Crypto Concept Stocks vs. Altcoins: A Zero-Sum Game of Liquidity
On the other side of this market shift is the significant expansion of investment options for investors. In 2021, an institutional investor wanting to allocate to the crypto market had very limited choices: directly buying coins, buying Coinbase stock, or buying Grayscale's GBTC trust, enduring its long-term negative premium. By 2025, this list of options had become quite rich: Bitcoin spot ETFs, Ethereum spot ETFs, Strategy (MSTR), Bitmine (BMNR)……
The rise of crypto concept stocks and ETFs has objectively played the role of a "liquidity siphon for altcoins." The global asset management scale of crypto ETPs has reached nearly $180 billion, with a significant portion of the funds being redirected from the potential pool that previously flowed into altcoins. Large funds can gain exposure to the crypto market without bearing the unique tail risks of altcoins, such as audit opacity, contract vulnerabilities, and liquidity exhaustion.
The result is a continuous deterioration of liquidity in the altcoin market. A shallow order book means that any relatively larger buy or sell orders can cause severe volatility, which in turn scares off institutional funds that require predictable liquidity, creating a vicious cycle.
Where Did the Premium Go After the Extralegal Dividends Disappeared?
It can be said that the "excess premium" of crypto assets has never been an unfounded bubble; it has real structural sources.
First is the regulatory arbitrage premium: non-compliant exchanges or projects do not bear regulatory costs, resulting in a profit structure that is inherently superior to compliant competitors. However, as compliance costs converge globally, the average compliance expenditure for small and medium-sized crypto companies had risen by 22.5% by mid-2025, with the number of compliance personnel continuously increasing, this profit margin is being eroded. Both listed Gemini and unlisted small exchanges are paying for the "entry fees" of regulation.
Second is the liquidity scarcity premium: when the crypto market was still a niche asset with extremely high entry barriers, early participants naturally enjoyed scarcity dividends. However, with the proliferation of spot ETFs and the listing of crypto concept stocks, the friction costs for institutional entry have significantly decreased, and the previous "excess returns that could only be obtained in the secondary market" no longer exist.
Gemini's predicament lies in the fact that it spent ten years building "the most compliant crypto exchange" and realized this brand into an IPO premium at the right moment. However, the reality after going public is that it entered a competitive environment where "compliance is a basic threshold rather than a differentiated advantage," yet it must bear heavier fixed costs than any non-listed competitor.

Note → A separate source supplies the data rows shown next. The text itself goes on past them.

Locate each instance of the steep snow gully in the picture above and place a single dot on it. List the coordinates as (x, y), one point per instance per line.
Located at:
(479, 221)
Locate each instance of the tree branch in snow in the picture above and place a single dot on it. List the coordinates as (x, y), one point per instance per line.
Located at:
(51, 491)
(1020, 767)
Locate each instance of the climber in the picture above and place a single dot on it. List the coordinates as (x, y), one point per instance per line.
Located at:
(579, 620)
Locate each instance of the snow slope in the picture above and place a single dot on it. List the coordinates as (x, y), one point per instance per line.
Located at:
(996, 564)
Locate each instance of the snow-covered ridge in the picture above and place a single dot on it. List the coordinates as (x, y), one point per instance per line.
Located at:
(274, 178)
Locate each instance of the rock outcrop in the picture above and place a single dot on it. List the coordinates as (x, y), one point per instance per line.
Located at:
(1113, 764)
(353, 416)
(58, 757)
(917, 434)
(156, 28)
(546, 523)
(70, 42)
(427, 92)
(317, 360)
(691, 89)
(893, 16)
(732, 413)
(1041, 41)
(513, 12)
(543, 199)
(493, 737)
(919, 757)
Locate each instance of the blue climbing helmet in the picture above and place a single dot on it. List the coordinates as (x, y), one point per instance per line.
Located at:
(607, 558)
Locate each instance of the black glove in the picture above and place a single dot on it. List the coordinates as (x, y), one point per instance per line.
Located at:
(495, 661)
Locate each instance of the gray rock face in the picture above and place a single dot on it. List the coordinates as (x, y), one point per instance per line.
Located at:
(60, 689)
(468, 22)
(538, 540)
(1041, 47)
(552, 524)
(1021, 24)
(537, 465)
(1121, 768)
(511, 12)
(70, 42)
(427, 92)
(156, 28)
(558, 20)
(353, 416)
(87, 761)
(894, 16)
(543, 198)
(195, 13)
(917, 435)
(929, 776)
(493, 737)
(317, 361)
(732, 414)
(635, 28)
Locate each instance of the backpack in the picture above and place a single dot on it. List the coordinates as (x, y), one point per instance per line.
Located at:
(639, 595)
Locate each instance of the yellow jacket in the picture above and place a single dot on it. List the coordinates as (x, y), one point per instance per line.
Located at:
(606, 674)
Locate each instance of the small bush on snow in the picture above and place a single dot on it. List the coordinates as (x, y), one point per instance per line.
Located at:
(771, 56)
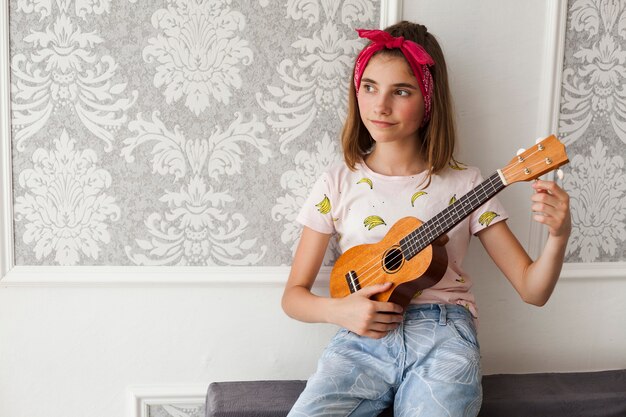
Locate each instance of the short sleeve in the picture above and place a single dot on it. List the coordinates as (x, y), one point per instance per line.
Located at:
(317, 210)
(489, 213)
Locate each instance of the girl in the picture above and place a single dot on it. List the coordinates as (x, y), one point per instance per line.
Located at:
(398, 143)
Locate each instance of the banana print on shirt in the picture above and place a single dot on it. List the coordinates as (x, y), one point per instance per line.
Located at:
(324, 205)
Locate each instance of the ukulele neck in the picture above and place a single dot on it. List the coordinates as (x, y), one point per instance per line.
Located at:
(437, 226)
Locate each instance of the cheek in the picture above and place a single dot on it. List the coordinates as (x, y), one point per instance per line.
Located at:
(413, 112)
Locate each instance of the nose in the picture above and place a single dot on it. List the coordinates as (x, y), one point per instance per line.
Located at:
(382, 104)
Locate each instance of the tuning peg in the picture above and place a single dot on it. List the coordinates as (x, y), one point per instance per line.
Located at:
(560, 173)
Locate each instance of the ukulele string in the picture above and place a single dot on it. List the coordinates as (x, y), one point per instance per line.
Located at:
(365, 276)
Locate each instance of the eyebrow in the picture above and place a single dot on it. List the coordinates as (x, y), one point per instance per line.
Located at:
(397, 85)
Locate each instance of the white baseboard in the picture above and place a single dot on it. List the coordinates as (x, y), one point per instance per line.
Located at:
(142, 397)
(79, 276)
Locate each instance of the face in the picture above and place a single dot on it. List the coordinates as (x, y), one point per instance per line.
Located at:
(390, 101)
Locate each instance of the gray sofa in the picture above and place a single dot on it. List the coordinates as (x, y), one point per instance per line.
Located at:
(582, 394)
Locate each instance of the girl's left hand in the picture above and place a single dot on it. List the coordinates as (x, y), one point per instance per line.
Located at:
(551, 207)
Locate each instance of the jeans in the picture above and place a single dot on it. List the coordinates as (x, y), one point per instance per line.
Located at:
(428, 366)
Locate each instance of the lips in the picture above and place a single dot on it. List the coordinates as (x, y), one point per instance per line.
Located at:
(381, 123)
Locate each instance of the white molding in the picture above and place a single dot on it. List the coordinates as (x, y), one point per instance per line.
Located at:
(550, 96)
(390, 12)
(6, 182)
(141, 397)
(594, 270)
(121, 276)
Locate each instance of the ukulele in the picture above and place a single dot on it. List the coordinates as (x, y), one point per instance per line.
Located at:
(409, 256)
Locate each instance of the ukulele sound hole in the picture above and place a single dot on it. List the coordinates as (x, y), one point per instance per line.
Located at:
(393, 260)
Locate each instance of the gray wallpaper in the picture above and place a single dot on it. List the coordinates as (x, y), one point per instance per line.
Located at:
(189, 132)
(593, 126)
(174, 132)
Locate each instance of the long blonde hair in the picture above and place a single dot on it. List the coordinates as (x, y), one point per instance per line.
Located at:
(437, 137)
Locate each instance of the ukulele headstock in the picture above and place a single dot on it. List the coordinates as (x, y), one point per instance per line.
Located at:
(543, 157)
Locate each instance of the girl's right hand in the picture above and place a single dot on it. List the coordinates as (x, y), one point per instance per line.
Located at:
(366, 317)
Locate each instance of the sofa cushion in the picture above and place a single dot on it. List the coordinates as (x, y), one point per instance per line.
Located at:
(583, 394)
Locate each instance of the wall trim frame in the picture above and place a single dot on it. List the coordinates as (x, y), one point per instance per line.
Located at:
(78, 276)
(548, 123)
(549, 96)
(391, 12)
(141, 397)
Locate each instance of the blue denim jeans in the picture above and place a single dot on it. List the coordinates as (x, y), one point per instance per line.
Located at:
(428, 366)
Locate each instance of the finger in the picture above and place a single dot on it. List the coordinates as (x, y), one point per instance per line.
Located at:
(388, 318)
(371, 290)
(548, 186)
(383, 327)
(387, 307)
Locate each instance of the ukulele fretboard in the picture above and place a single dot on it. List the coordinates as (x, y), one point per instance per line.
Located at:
(445, 220)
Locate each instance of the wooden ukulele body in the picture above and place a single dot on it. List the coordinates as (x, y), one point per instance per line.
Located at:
(382, 262)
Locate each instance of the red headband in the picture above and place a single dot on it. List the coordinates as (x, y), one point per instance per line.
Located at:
(415, 54)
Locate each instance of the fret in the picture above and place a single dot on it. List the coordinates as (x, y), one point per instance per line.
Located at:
(452, 215)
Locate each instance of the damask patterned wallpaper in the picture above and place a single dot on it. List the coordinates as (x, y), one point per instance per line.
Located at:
(174, 132)
(593, 126)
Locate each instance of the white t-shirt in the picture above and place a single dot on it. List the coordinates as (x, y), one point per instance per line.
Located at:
(361, 206)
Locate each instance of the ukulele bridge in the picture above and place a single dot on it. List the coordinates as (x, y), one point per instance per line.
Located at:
(353, 282)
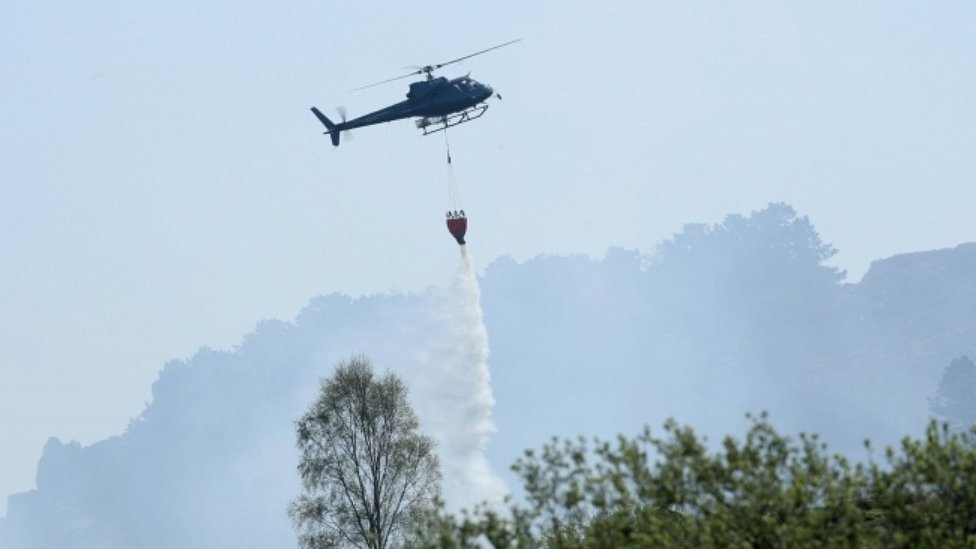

For the entire market, those dividends that once supported the excess returns of crypto assets are being digested one by one by the market. What remains is the true fundamentals: the actual usage of protocols, the liquidity depth of exchanges, and the sustainability of institutional adoption. In this world that is closer to "traditional financial logic," the era of relying on narratives to support valuations may have quietly come to an end.